I do not want an academy and I definitely do not want an academy that is partnered to Winchester College.

Jane Crockett

Trabb's Boy said...

Thank you Jane. Mark Dunn, cabinet member for CYPS, was publicly stating at the public meeting in Lodsworth that parents in West Sussex want a "conveyor belt" education (from primary to Oxbrigde). He would like for everyone to believe that good parents want private schools. He actually said to one parent "You are depriving your child of the good opportunity"!

Parents who do think private schools may have something to offer may also want to consider this: the UCAS co-ordinator at MGS recently wrote to Mark Dunn reminding him that you are now statistically more likely to go to Oxbridge from a state school like MGS than you are from an independent one like WC.

Anonymous said...

There are a lot of us out there that have been educated in the state system, and acheived well. If I wanted my children to be privately educated (which I don't) I would pay. Why do thecounty think that this is what we want? I want a broad and balanced education that teaches my children to live in the real world.

Anonymous said...

Your personal question about where Mr Dunn himself was educated is uncalled for. Maybe someone should ask Mr Boxley where he himself was educated - this might give some clue as some of the foundation for his strong opposition.

Trabb's Boy said...

Why do you think it is uncalled for? I am not asking rhetorically or sarcastically- I do want to know why you feel this way.

If a politician publicly says that independent schools are better than state ones, if he believes that private schools should be brought into the running of publicly-funded schools (writing things like "The independent sector will have to make the running because the state sector is being held back by the Government's doctrinal problems, while the Opposition seems to be frightened of speaking up against a pretty silly, fudged way of setting about achieving high standards.") and that if that politician has the ultimate power over the fate of state schools (as in the Rother Valley), is it actually unreasonable to want to know how well that person knows and understands the state sector?
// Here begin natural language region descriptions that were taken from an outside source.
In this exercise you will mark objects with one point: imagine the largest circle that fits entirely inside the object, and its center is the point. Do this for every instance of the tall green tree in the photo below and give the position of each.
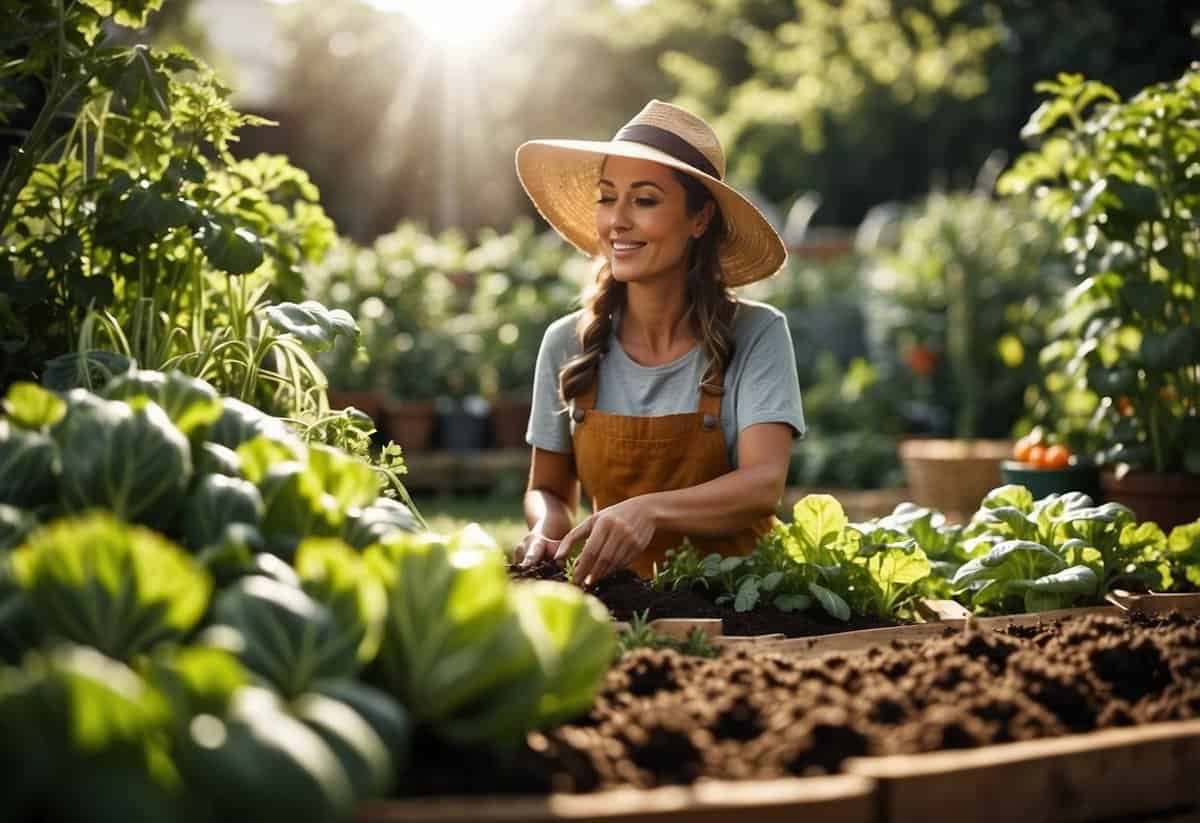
(865, 101)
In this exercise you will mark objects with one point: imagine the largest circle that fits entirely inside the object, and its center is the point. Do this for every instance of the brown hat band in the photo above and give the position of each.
(670, 143)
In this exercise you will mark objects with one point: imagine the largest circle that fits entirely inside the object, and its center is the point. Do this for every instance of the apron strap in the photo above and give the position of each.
(711, 406)
(586, 401)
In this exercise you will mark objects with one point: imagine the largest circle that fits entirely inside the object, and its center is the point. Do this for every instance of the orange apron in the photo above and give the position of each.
(622, 456)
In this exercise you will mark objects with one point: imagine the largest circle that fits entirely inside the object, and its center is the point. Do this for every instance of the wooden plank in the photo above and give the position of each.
(942, 610)
(834, 799)
(857, 642)
(1035, 618)
(1156, 602)
(1096, 776)
(743, 641)
(851, 642)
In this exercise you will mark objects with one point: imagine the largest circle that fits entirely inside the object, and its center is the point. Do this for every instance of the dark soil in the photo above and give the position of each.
(665, 719)
(625, 593)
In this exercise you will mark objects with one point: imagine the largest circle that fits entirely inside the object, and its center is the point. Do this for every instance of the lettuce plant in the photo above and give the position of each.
(871, 570)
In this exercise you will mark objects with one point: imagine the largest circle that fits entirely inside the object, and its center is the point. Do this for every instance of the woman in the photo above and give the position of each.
(670, 400)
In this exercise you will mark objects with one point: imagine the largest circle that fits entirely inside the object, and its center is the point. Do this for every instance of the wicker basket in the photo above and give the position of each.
(953, 475)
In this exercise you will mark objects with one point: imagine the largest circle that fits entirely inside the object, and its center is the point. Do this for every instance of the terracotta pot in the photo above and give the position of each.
(1169, 499)
(510, 418)
(411, 424)
(953, 475)
(369, 402)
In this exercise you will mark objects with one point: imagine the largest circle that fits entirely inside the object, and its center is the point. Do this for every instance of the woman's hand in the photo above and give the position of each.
(615, 536)
(534, 547)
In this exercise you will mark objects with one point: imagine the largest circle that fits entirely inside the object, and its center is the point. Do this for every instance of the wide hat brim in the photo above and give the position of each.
(561, 179)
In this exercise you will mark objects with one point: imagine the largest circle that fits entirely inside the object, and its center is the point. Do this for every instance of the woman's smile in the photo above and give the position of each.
(642, 218)
(624, 250)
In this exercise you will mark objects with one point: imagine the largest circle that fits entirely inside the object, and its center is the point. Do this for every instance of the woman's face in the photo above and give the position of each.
(642, 220)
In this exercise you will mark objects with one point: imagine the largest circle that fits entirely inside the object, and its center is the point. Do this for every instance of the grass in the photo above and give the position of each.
(499, 517)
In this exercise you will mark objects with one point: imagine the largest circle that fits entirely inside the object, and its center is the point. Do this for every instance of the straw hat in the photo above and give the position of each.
(561, 179)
The few minutes I listened to Cllr Dunn speak, he seemed to have a very antagonistic view towards our schools and state schooling in general.

As for Mr Boxley, which Mr Boxley do you mean? How do you suppose who wrote the blog entry? I will ask both Mr Boxleys if they would be willing to answer your request.

Resist! said...

FYI, Rev Boxley was educated first in a state school, and then in Christs Hospital. He later went on the teach at Midhurst Grammar School for 33 years. Mr Boxley was educated at West Lavington Primary, Midhurst Intermediate and Midhurst Grammar, Southampton University, the Froebel Institute, Roehampton, and the University of Winchester. How about you...?

Anonymous said...

state educated througout, but was appalled with the state of both MIS and MGS when we visited them with a view to our children being educated there.